Computing the Provenance of Art

By Rob Sanderson, Semantic Architect for the J Paul Getty Trust

In this connected age, if information is not on the web, then for the majority of people it does not exist. As data becomes more and more connected within and across organizations, it is also moving to the web as a way to make it more accessible, discoverable and most importantly usable.  Unless privacy issues dictate otherwise, if data is not on the web, then it does not exist for the purposes of scholarship. Data about the history of people, places, objects and their complex interrelationships avoids many of the privacy issues, and is a perfect domain for this work.
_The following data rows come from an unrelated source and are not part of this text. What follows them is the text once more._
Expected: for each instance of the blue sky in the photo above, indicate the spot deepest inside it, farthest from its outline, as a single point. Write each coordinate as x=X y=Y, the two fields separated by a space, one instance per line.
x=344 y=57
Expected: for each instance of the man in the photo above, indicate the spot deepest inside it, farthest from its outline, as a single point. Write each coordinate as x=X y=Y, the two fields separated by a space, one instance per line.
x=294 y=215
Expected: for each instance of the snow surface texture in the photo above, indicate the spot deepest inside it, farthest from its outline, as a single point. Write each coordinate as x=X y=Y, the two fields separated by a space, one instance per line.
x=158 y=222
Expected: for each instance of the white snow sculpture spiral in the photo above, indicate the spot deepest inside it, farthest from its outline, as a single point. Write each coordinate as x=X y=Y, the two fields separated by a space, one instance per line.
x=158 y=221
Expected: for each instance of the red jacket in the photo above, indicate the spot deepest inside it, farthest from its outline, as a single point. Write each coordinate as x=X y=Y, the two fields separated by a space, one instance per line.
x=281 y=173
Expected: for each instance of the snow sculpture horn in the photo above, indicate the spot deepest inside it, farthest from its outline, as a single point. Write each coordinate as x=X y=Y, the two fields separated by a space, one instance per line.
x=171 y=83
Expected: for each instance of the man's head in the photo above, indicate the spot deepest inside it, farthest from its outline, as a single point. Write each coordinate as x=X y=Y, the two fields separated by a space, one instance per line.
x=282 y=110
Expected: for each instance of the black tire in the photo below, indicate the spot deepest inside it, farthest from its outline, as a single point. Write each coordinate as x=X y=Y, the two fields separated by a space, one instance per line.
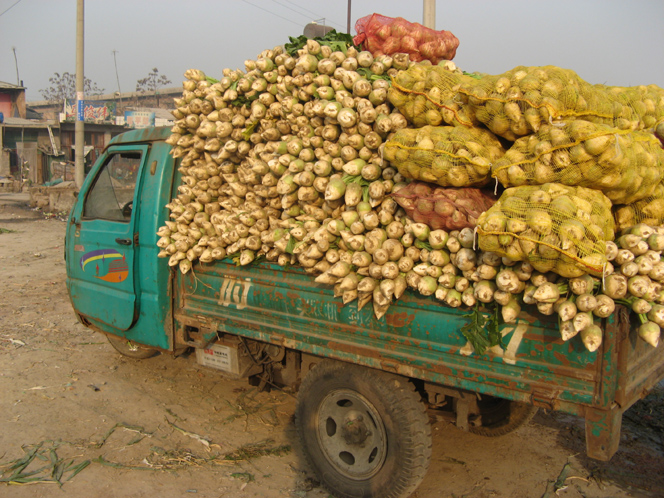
x=502 y=416
x=131 y=349
x=365 y=433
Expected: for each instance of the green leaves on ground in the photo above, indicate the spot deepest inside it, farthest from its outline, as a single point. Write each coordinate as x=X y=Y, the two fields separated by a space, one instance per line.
x=482 y=330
Computers are capable of very detailed analysis over huge amounts of information, often termed “big data”, but only when that data is represented clearly and consistently. The description of art is a collective human effort, and thus in order to gain the benefits of machines doing macro-level analysis, those descriptions need to be consistently created and connected across institutions and projects. The descriptions needed to model history in terms that machines can understand and compute on are more complex than the same concepts expressed in human language, as machines lack the context to understand the difference between a person and a painting, unless told.
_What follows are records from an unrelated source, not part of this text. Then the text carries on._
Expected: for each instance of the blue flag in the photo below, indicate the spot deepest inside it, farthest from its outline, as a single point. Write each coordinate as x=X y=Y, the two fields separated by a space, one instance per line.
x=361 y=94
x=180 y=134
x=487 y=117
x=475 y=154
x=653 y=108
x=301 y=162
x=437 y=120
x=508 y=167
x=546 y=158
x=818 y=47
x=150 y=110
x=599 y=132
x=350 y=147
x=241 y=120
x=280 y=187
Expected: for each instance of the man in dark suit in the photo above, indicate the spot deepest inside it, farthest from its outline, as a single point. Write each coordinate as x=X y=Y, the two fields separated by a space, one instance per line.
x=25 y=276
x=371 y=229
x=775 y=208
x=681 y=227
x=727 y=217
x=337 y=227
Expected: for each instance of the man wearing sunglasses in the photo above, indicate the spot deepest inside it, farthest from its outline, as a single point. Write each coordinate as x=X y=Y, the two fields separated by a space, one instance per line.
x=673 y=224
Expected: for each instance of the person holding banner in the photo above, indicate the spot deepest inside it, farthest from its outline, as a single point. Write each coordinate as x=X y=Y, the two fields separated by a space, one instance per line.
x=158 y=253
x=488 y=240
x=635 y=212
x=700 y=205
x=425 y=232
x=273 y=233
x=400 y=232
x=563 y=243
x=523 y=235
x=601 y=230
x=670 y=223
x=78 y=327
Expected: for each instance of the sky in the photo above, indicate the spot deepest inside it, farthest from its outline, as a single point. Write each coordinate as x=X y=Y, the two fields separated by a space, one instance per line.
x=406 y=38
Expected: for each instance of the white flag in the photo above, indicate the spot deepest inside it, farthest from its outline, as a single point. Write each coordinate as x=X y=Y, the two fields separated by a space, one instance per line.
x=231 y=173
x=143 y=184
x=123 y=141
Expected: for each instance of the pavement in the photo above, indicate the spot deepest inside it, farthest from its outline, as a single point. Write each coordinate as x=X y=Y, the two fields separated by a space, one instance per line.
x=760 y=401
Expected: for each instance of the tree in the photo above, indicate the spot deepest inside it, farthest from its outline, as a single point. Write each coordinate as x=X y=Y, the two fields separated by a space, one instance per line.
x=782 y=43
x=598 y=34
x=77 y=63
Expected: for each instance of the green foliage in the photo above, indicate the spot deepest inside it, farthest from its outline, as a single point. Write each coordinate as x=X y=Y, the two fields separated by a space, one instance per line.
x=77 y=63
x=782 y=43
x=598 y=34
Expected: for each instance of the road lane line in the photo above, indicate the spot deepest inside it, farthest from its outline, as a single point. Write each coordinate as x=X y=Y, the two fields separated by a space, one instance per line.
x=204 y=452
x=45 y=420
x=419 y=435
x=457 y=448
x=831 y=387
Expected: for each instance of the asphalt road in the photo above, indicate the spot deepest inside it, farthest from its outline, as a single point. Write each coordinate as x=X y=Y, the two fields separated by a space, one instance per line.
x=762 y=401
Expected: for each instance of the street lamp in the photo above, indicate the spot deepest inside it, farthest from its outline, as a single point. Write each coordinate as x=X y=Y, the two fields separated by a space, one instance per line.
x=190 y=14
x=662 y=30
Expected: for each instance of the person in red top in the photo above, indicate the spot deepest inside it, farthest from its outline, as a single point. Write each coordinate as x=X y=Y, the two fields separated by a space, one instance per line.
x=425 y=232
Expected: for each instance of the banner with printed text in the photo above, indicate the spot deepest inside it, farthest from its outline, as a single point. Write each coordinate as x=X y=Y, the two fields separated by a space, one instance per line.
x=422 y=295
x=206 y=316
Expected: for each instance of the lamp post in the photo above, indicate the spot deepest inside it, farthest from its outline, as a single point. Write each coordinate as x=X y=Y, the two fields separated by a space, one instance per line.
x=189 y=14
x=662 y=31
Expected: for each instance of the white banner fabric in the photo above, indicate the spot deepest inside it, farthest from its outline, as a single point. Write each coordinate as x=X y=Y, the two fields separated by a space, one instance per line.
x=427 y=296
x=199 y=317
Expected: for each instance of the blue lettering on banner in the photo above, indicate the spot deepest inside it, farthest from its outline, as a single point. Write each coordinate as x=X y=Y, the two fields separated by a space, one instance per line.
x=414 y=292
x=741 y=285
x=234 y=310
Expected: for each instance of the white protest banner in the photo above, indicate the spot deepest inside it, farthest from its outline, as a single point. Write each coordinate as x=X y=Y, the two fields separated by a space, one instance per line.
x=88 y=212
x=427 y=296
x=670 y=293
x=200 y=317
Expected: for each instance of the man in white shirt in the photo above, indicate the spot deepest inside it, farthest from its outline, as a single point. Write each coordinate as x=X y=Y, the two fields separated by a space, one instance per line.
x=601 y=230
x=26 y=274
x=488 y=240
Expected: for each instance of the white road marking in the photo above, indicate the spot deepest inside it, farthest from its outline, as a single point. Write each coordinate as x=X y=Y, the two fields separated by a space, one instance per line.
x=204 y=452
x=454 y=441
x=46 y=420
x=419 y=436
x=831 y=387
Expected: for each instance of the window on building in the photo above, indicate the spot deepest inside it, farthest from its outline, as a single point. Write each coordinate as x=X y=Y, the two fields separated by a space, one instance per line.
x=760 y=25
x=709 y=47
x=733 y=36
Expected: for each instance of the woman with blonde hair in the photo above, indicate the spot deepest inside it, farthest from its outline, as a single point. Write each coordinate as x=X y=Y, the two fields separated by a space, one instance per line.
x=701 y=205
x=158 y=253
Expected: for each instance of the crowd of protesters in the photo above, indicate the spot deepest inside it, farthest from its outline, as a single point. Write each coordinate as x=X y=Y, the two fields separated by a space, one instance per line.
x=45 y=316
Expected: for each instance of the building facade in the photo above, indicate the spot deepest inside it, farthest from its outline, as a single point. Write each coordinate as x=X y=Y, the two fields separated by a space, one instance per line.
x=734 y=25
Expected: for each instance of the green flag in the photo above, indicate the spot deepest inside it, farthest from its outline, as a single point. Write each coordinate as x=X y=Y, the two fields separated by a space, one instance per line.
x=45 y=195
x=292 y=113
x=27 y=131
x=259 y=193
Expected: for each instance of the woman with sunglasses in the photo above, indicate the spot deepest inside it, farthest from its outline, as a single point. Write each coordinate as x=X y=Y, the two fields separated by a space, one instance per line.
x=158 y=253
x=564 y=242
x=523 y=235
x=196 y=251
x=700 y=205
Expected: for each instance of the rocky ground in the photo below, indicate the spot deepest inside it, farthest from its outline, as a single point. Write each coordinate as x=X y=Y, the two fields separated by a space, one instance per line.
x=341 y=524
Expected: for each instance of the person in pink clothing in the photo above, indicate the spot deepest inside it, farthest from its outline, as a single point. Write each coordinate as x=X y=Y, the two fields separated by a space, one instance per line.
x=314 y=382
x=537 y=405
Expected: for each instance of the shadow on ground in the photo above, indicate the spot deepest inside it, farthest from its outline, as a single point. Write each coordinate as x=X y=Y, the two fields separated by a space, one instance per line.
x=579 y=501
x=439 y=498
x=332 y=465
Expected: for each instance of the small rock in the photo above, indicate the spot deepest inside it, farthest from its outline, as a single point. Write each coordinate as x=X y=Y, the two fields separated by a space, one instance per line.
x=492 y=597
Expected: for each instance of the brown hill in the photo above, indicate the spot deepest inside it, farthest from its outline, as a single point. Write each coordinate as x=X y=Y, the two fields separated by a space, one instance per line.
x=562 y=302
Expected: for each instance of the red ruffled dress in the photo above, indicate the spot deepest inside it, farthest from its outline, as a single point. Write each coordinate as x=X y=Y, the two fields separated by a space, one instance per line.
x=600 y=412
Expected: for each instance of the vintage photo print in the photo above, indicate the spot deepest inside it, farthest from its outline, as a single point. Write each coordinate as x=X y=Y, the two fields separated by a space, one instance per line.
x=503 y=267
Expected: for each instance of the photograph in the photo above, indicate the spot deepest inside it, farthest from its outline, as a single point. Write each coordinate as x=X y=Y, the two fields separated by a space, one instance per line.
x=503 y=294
Several organizations have begun to work together to come up with an understandable set of guidelines and data models for how to do this, focused on the model derived from the American Art Collaborative project. It adopts current best practices for usability and design of models defined in Linked Open Data (LOD), and is one of several emerging champions for the notion of Linked Open Usable Data (LOUD!). The model makes the simple things easy and the complex things possible, expressed in a way that is easy for software developers without PhDs in both art history and computer science to work with.

At the Getty Research Institute, is being used to recondition and republish the Provenance Index, a dataset of events in which the ownership of an object changed. The events are described based on primary source evidence from the archives of art dealers, from sales catalogs of auction houses, and other similar research. The objects and people are also described, and connected where possible to other datasets.  This work mirrors other ongoing Linked Open Data work around the Getty, such as the Museum collection (including the provenance) being expressed using the same model, and the description of conservation science and its literature in the Getty Conservation Institute. The Getty Vocabularies are already available as LOD, and work is ongoing to add the important Usability aspect.

Much of this information is being managed in a data platform called Arches. It was originally funded by the Getty Conservation Institute to look after information about immobile cultural heritage, such as temples or rock carvings, in war torn states, but that scope has since broadened to encompass many of the data requirements for cultural heritage in general. Arches provides human user interfaces on top of the data, both for creating and editing records and searching and displaying them to end users. It allows art historians to create and publish data in a consistent, connected and collaborative way — the three “C”s that drive Getty’s digital mission.